Moore also featured at number 24 in our countdown of Our Top 100 Fund Managers, where we called him one of the industry’s “rising stars.”
Although ‘megacap’ businesses often pay large dividends, they may not have attractive growth potential. Moore’s philosophy rests on the idea that long-term investors are served well by homing in on businesses that pay a reasonable dividend now, but have great scope to grow it further in the future. The fund has a higher weighting to mid-cap and smaller companies than its competitors, which gives the portfolio volatility, but Moore relies on his stock picking ability (as well as the ability of the 16-strong, highly-regarded UK equities team at Standard Life in Edinburgh) to forecast surprises in earnings ahead of market expectations.
Moore is confident about the fund’s outlook going forward. He believes that the consistency of the fund’s performance is due to Standard Life’s ‘Focus on Change’ investment process, along with his unconstrained approach. Standard Life says: “Unconstrained investing ultimately gives investment managers the freedom to express their highest conviction stock-level insights without having to consider potentially inhibiting benchmark constraints.”
Moore sees that as investors turn to defensive, large-cap dividend payers, depressing mid-caps, the current state of the UK market is providing opportunities to pick up a number of well-positioned, attractively valued companies which have potential for positive earnings and dividends. An example of a mid-cap company giving the portfolio ‘juice’ and sitting within Moore’s top 10 holdings is Britvic, the makers of Robinsons squash. Standard Life believes that Moore’s inclination towards domestic UK firms “continues to reap the benefits from a recovering economy with robust consumer spending and a strong labour market.”

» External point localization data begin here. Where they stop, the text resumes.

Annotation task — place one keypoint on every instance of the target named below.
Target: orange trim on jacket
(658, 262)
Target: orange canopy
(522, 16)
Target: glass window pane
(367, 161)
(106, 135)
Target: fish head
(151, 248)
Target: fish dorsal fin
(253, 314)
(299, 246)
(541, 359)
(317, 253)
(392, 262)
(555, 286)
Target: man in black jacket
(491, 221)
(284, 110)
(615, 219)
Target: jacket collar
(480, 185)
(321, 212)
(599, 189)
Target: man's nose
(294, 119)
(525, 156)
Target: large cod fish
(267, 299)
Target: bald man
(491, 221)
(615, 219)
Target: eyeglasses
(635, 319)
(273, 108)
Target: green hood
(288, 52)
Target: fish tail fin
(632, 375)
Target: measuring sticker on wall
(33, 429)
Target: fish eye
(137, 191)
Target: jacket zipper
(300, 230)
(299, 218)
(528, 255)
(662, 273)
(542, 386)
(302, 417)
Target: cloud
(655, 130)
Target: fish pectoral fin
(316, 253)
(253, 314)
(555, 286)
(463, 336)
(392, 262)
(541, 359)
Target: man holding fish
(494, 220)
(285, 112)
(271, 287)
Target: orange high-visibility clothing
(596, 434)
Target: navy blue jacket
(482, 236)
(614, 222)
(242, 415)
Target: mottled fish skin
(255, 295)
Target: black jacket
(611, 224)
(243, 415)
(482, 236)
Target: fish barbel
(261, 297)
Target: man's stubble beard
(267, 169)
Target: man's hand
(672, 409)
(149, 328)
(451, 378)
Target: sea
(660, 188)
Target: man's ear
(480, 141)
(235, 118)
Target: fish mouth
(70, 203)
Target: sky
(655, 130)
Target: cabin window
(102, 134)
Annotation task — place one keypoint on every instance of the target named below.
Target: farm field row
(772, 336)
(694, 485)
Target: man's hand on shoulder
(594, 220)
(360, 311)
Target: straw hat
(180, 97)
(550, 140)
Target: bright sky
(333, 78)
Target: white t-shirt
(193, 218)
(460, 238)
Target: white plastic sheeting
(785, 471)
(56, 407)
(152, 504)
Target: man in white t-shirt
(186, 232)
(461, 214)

Moore’s portfolio is likely to have a lower yield than its peers, because of his inclination to invest in companies offering more attractive capital growth. However, the fund can sit well alongside some of the prominent defensively-positioned funds in the sector, which may invest more in larger companies. And, for the investor with a longer timeframe, we feel the total return prospects (combined with a more interesting growth potential) make it a holding you can consider for your ISA or your SIPP.